Jakarta,MRN – Menteri Pendidikan, Kebudayaan, Riset, dan Teknologi Nadiem Makarim mengeluarkan peraturan terbaru terkait ujian wajib terakhir mahasiswa berupa skirpsi di hapuskan, jadi apakah skirpsi benar benar si hapus?.
Di kutip dari kemdikbud Penjaminan Mutu Pendidikan Tinggi merupakan kegiatan sistemik untuk meningkatkan mutu Pendidikan Tinggi secara berencana dan berkelanjutan. Penjaminan mutu pada pendidikan tinggi dilakukan melalui penetapan, pelaksanaan, evaluasi, pengendalian, dan peningkatan Standar Pendidikan Tinggi (SPT).
Sistem Penjaminan Mutu Pendidikan Tinggi (SPM Dikti) adalah rangkaian unsur dan proses terkait mutu pendidikan tinggi yang saling berkaitan dan tersusun secara teratur dalam menjamin dan meningkatkan mutu pendidikan tinggi secara berencana dan berkelanjutan.
aturan terbaru terkait skripsi mahasiswa tertuang dalam Peraturan Menteri Pendidikan, Kebudayaan, Riset, dan Teknologi (Permendikbudristek) No 53 Tahun 2023 tentang Penjaminan Mutu Pendidikan Tinggi.

Dalam Permendikbudristek di atas disebutkan mahasiswa S1 atau D4 tidak lagi menjadikan skripsi sebagai ujian wajib syarat kelulusan.
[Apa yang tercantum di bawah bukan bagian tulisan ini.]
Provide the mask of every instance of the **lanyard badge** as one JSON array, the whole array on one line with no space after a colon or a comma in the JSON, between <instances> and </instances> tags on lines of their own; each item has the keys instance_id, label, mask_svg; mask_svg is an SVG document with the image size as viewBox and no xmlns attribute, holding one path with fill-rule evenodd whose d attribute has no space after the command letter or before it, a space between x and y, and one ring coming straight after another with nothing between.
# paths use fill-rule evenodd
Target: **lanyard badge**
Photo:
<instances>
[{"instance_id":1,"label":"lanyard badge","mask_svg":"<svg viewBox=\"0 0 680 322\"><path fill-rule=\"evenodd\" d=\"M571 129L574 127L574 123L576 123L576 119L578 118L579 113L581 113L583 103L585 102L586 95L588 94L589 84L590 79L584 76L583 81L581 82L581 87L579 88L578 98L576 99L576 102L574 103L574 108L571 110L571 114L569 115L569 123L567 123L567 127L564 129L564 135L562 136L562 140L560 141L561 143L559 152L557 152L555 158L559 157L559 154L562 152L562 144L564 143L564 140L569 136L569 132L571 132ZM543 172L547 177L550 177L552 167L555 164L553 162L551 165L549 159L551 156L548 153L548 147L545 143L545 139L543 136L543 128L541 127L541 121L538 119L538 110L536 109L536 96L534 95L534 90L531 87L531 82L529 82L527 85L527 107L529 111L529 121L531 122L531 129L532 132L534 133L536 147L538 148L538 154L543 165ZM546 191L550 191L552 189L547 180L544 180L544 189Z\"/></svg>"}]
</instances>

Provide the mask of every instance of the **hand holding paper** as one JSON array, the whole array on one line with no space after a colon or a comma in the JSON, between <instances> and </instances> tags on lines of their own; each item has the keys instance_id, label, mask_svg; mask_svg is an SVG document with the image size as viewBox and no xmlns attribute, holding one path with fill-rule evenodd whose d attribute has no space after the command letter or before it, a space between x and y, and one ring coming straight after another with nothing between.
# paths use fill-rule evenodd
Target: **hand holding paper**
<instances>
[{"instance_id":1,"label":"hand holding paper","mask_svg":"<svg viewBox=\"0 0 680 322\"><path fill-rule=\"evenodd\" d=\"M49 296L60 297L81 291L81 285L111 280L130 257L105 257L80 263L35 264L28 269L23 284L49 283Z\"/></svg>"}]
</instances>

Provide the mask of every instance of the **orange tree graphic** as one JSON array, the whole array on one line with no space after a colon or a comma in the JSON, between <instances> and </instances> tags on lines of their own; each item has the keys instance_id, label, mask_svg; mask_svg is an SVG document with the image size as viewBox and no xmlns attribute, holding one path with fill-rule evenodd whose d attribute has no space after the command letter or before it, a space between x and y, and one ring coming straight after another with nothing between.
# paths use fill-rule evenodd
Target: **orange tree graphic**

Namun ada syaratnya, yakni prodi mahasiswa bersangkutan sudah menerapkan kurikulum berbasis proyek maupun bentuk kerja nyata.
Untuk mahasiswa yang belum masuk dalam kurikulum berbasis proyek, maka syarat lulus kuliahnya yaitu tugas akhir yaitu prototipe, proyek, maupun bentuk sejenis lainnya. Tugas akhir ini juga dapat dikerjakan secara individu maupun berkelompok jadi tidak hanya skirpsi.
“Tidak hanya skripsi atau disertasi. Bukan berarti tidak bisa tesis atau disertasi, tetapi keputusan ini ada di masing-masing perguruan tinggi,” kata Nadiem makarim.
Nadiem menjelaskan, seharusnya setiap kepala prodi punya pilihan untuk menentukan bagaimana cara pihaknya mengukur standar capaian kelulusan bagi mahasiswa.
“Perguruan tinggi dapat merumuskan kompetensi sikap dan keterampilan secara terintegrasi,” ucapnya.
pada aturan sebelumnya kompetensi sikap dan pengetahuan dijabarkan terpisah dan secara rinci. Untuk itu mahasiswa sarjana dan sarjana terapan itu wajib membuat skripsi.Selain itu mahasiswa magister wajib menerbitkan makalah di jurnal ilmiah terakreditasi, sementara doktor wajib menerbitkan makalah di jurnal internasional bereputasi tinggi.
Nadiem memberikan contoh, kompetensi seseorang di bidang technical tidak lantas tepat diukur dengan penulisan karya ilmiah. Ia menjelaskan, Kemendikbudristek meresponsnya dengan perbaikan Standar Nasional Pendidikan Tinggi dengan sifat framework (kerangka).
Baca juga BPH Migas Sampaikan Peran Penting Energi Di Gunung Kidul
Harapannya, tiap prodi dapat lebih leluasa menentukan syarat kompetensi lulusan lewat skripsi ataupun bentuk lainnya.
“Dalam akademik juga sama. Misalnya kemampuan orang dalam konservasi lingkungan, apakah yang mau kita tes itu kemampuan mereka menulis atau skripsi secara scientific? Atau yang mau kita tes adalah kemampuan dia mengimplementasi project di lapangan? Ini harusnya bukan Kemendikbudristek yang menentukan,” katanya.